Musicians call it the curse of the residency. In New York, after all, bands typically don’t build a following: you play to your friends. Book yourself into a weekly residency for a month and see everybody come out for the first and last shows…if you’re lucky. Chicha Libre have managed to beat the odds, on a Monday night, of all nights. By all rights, the Brooklyn chicha revivalists would be entitled to weekends at Barbes, considering that the frontman/cuatro player and lead guitarist own the joint. But they graciously let other bands play Fridays and Saturdays and do their weekly residency/live rehearsal on a Monday…which is genius in a way, since it turns a dead night into a crazy party that probably earns the bar just as much as a Saturday.
Chicha Libre get extra props for singlehandedly spearheading the psychedelic cumbia revival: without them, it’s probably safe to say that the wild, trippy sounds of legendary Peruvian bands like Los Destellos, Los Mirlos and Juaneco y Su Combo would never have made it out of Peru. What Chicha Libre does is exactly what those cult acts were doing forty years ago, mashing up Colombian cumbia, British psychedelia and American surf rock into a trebly, trippy, intoxicating, indelibly Peruvian stoner blend. It works just as well as dance music as it does stoner music; that Chicha Libre are recognized as giants of the genre in Peru speaks to how well they’ve assimilated it. “Sorry we’re late,” cuatro player Olivier Conan told the crowd packed into the back room there a couple of Mondays ago, “It’s our only claim to authenticity.” He was being modest.
They opened and closed their first set with the silly stuff: first Flight of the Valkyries reinvented as a droll cumbia, complete with a long, echoey, dubwise intro from Josh Camp’s wah-wah electric accordion. He would go on to reference 70s arenarock schlockmeisters Styx not once but twice – this band can do funny as well as they do trippy and creepy. The last song was a cumbia version of the mid-70s instrumental novelty hit Popcorn, which they ended with a good-natured shout-out to good weed and the corn liquor (sort of the Peruvian equivalent of Olde English) from which the band takes their name. In between they did the surreal, creepy stuff, lots of it, one of the best sets they’ve ever played on their home turf.
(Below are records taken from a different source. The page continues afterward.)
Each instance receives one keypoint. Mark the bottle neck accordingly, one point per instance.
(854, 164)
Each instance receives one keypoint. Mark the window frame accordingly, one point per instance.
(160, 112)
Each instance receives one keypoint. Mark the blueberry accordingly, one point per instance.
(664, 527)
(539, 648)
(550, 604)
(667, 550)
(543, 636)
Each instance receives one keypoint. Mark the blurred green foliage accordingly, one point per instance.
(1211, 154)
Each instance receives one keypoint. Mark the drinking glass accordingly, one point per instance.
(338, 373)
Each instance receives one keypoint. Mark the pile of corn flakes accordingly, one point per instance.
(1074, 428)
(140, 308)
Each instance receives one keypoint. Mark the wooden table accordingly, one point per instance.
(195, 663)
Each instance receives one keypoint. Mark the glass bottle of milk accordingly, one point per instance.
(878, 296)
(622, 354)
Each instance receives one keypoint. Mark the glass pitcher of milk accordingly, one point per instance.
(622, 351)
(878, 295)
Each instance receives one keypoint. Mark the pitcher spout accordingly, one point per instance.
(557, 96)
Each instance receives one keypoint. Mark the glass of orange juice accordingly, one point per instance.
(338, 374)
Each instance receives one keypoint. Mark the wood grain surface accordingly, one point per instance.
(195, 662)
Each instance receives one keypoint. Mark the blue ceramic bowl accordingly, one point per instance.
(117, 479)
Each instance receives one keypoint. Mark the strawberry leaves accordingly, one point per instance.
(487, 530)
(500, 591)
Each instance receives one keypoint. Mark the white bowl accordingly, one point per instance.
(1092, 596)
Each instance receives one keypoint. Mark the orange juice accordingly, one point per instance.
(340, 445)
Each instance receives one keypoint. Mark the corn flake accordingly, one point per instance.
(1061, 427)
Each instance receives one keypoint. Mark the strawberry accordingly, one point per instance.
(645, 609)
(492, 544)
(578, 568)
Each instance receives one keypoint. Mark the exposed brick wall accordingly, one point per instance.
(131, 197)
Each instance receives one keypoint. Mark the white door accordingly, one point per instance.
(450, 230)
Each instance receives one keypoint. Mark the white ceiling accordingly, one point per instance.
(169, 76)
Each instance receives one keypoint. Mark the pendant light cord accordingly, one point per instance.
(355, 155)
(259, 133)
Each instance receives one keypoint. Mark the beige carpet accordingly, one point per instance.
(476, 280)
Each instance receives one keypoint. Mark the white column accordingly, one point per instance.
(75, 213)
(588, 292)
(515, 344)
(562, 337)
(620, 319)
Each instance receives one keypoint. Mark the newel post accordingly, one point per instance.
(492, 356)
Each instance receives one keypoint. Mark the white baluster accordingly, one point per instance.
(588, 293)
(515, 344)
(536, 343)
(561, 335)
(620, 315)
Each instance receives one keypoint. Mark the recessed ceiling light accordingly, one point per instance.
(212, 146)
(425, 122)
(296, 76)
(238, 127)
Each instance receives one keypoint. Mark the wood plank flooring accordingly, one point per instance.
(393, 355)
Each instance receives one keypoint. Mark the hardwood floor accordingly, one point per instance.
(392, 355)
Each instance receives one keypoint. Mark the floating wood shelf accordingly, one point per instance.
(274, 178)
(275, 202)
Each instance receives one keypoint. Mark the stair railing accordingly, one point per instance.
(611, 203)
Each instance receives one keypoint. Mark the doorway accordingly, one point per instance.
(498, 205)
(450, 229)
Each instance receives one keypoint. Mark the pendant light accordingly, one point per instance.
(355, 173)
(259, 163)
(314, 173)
The apprehensively Satie-esque 11 Tejones (a tejon is a badger) had echoey, resonant, tersely spaced Vincent Douglas Telecaster licks mingling with Camp’s swirly, funereal organ lines. The trickly shapeshifting Depresion Tropical – third world economics as oncoming storm – kept the uneasy slink going, followed by Papageno Electrico with its irresistible, bittersweetly ominous chorus. For diehard chicha fans, it takes a slinky early 80s style synth tune ten years back in time, when Los Destellos and their compadres were doing it much more organically and psychedelically.
After that the band treated the crowd to a long, trippy take of the Los Mirlos classic Sonido Amazonico, the title track of Chicha Libre’s brilliant 2008 debut album, Camp’s lighthearted salsa organ solo handing off to a long, hallucinatory, sunbaked one from Douglas. From there, they segued into a couple of covers, the second being another Los Mirlos tune, the scampering Muchachita Del Oriente, Douglas’ spaghetti western guitar set against a long, hypnotically crescendoing twin solo from timbalera Karina Colis and an invigorated sub conga player. They wound up the set with a raw, rugged cumbia take of the Clash’s Guns of Brixton and then a similarly edgy, sarcastic original, La Danza Del Millionario.
And a show back in August where Conan was AWOL featured a second lead guitarist firing off lightning-fast flurries of tapping and seriously metal cumbia in his place. Maybe because the guest guitarist was more familiar with iconic chicha material than Chicha Libre’s songs, that set featured a lot more stuff by Los Destellos and Juaneco. You never know what you’r going to get with this crew. And everybody was dancing. Are Chicha Libre the funnest band in New York or what? They’re back at Barbes next Monday, Sept 29 at 9:30 or so and pretty much every other Monday this year: check the Barbes calendar.